AI Without the Hype: How does AI learn? Explained simply for decision-makers

 KI ohne Hype: Wie lernt eine KI?

No child learns to ride a bike by being taught the physics behind it. They get on, fall off, and try again. After a few hours, and a few scrapes, they get the hang of it. The child knows intuitively how to keep their balance, without ever having seen a single formula.

AI learns in a similar way. Not through rules that someone programmes into it, but through examples. Lots of examples. And through mistakes.

What happens during training

Before a model can even begin to learn, someone has to prepare and evaluate the training data, which means manually classifying thousands of customer enquiries: cancellations, complaints, meter readings, general enquiries. This takes time and money, and is often underestimated in practice.

Only then does the actual training begin. The model analyses the classified data, makes a prediction, compares it with the correct answer and corrects itself. This process is repeated millions of times. Gradually, the model learns which features are relevant and which are not. Ultimately, it is able to assess new, unknown queries.

But even then, the model doesn’t simply run along quietly on its own. It needs a person to monitor it, evaluate the results and retrain it if necessary. Not because the model is bad, but because no model is aware of all the exceptions that arise in everyday life. What’s more, reality is constantly changing: new products, new processes, new formulations. Even after all that training, AI will still make mistakes.

Children sometimes fall off their bikes, even long after they’ve learnt to ride. That’s just part of it. If you can cope with it, you’ll reach your destination faster than on foot.

More data isn't necessarily better

A common assumption is that the more data there is, the better the result. This is true, but only if the data is of good quality. The training data must reflect reality, i.e. it must capture the variety of situations the model will later be confronted with. A model that has only been trained on customer enquiries from the summer may perform differently in winter.

I learnt to ride a bike on an old one without gears and with a coaster brake. I got the hang of it, but even today I still can’t really get to grips with modern gears.

In the same way, AI learns incorrect patterns from poor or biased data. Data quality is therefore not a technical detail; it determines how accurate the results are in the real world.

What exactly is a model?

A model is a mathematical construct that recognises patterns in data and uses them to make predictions. It is not programmed with fixed rules; instead, it develops its own rules from examples. This is precisely what sets it apart from traditional software.

The danger of overlearning

There is another phenomenon that often comes as a surprise in practice: overfitting. A model that is trained on the same data for too long ends up memorising the data rather than understanding the underlying patterns.

The result: the model performs excellently on the training data, but fails when faced with new, real-world data.

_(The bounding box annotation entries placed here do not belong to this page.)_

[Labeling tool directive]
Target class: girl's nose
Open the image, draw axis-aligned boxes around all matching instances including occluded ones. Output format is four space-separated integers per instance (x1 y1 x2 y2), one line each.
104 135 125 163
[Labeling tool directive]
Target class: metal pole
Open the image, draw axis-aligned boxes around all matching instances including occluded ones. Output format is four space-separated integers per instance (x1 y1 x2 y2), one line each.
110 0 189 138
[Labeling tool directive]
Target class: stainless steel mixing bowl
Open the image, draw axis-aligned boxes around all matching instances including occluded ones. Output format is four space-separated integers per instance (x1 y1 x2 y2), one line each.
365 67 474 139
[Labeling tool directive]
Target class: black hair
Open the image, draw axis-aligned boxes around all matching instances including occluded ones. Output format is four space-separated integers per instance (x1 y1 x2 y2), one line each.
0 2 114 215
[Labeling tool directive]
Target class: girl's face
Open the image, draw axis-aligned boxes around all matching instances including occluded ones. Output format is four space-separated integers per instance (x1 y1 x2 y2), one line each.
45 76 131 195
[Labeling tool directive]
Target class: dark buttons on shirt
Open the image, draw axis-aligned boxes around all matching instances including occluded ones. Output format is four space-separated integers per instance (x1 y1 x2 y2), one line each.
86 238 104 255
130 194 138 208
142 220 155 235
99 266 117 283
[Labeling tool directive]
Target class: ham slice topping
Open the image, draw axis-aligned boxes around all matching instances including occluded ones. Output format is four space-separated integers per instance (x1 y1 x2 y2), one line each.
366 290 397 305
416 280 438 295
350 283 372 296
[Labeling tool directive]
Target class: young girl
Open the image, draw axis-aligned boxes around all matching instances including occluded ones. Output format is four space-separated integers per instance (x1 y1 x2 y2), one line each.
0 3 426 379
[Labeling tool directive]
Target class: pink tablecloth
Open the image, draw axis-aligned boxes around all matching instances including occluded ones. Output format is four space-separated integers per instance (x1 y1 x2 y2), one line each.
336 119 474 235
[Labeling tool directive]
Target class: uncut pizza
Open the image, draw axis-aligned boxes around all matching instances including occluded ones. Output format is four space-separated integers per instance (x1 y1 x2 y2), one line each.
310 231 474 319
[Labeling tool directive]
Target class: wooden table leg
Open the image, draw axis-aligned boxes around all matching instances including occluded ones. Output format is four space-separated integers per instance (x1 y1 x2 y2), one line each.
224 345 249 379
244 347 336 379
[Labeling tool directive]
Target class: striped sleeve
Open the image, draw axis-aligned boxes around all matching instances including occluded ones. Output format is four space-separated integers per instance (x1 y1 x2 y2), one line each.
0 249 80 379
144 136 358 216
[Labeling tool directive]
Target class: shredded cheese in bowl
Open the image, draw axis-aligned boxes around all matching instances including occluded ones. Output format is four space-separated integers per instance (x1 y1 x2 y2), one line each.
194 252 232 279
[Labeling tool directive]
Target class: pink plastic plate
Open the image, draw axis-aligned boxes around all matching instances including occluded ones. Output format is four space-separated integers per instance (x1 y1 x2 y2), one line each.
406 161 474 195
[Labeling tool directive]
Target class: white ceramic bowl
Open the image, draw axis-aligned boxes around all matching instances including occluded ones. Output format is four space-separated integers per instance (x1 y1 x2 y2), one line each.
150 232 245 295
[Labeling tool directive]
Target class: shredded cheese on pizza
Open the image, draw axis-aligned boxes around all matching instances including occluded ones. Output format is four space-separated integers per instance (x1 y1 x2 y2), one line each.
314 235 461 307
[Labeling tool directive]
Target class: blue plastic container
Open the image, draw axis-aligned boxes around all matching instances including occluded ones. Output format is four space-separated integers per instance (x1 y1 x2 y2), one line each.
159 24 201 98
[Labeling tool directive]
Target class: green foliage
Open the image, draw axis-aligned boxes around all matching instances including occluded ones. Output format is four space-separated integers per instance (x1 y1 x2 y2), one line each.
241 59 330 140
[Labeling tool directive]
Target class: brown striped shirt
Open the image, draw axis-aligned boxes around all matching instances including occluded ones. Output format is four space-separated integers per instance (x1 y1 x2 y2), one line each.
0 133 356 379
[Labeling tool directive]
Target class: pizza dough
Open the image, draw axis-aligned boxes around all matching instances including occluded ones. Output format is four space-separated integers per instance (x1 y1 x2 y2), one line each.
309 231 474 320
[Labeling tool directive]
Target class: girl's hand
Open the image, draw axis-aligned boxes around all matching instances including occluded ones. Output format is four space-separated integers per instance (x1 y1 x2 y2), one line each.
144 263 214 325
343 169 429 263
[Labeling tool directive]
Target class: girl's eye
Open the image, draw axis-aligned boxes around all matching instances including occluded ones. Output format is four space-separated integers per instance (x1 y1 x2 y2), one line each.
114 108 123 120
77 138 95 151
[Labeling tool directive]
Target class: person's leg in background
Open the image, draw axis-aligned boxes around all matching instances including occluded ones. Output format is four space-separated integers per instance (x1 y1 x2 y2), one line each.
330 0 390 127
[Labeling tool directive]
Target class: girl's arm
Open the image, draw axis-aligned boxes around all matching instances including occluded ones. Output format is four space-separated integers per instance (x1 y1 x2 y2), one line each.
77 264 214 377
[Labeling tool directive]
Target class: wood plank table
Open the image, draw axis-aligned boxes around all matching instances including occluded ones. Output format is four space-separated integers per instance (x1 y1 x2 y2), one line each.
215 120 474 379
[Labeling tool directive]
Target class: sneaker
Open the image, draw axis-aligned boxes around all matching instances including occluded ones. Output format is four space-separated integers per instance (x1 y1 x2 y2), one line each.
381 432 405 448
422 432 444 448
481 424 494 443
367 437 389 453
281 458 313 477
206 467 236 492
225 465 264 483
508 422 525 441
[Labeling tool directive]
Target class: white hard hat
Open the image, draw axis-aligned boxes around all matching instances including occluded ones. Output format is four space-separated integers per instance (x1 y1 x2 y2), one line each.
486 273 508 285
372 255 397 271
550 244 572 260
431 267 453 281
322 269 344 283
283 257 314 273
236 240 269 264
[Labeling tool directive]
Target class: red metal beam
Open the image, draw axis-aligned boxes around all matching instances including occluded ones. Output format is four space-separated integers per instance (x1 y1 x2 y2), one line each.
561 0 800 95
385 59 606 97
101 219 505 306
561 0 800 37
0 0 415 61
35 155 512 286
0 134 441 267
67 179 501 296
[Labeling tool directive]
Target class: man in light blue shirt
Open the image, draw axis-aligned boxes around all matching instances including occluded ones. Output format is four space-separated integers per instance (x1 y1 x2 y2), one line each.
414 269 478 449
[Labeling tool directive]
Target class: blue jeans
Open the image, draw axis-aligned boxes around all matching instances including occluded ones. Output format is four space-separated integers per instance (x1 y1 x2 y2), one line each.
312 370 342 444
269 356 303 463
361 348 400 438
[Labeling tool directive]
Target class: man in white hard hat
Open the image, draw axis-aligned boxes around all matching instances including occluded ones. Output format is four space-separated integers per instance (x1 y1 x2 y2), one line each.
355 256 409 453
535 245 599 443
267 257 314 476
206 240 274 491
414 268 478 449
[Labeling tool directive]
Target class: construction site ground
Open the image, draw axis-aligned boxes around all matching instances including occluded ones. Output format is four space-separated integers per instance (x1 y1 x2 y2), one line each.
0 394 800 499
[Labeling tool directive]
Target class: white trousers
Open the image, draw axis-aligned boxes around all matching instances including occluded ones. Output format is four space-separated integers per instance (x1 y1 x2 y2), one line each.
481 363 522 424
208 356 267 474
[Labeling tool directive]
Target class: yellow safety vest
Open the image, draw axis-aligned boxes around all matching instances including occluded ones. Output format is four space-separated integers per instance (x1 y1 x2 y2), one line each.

In practice, you often only realise this when it’s too late.

When is a model suitable for practical use?

A model is not simply good or bad; it is more or less suitable for a particular purpose.

The error tolerance must be appropriate for the application. A detection rate of 85% may be excellent for an initial prioritisation of customer enquiries, but it might be too low for an automated decision without human oversight. And if a process allows for no fault tolerance at all, an AI model is simply the wrong tool, as no model is ever 100% accurate. In such cases, it is worth considering other automation approaches.

The same principle, everywhere

Whether a model recognises images, identifies chatters, generates text or detects anomalies in usage data, the basic principle is the same. Show examples. Correct errors. Repeat.

What differs is the architecture of the model, the type of data, and the amount of care that has gone into preparing the training data. The latter is the factor that, in practice, has the greatest effect on success or failure.

A child on a bike needs a good bike, a bit of time, and someone to encourage them every time they fall off. AI needs good data, sufficient computing power, and someone to ask the right questions.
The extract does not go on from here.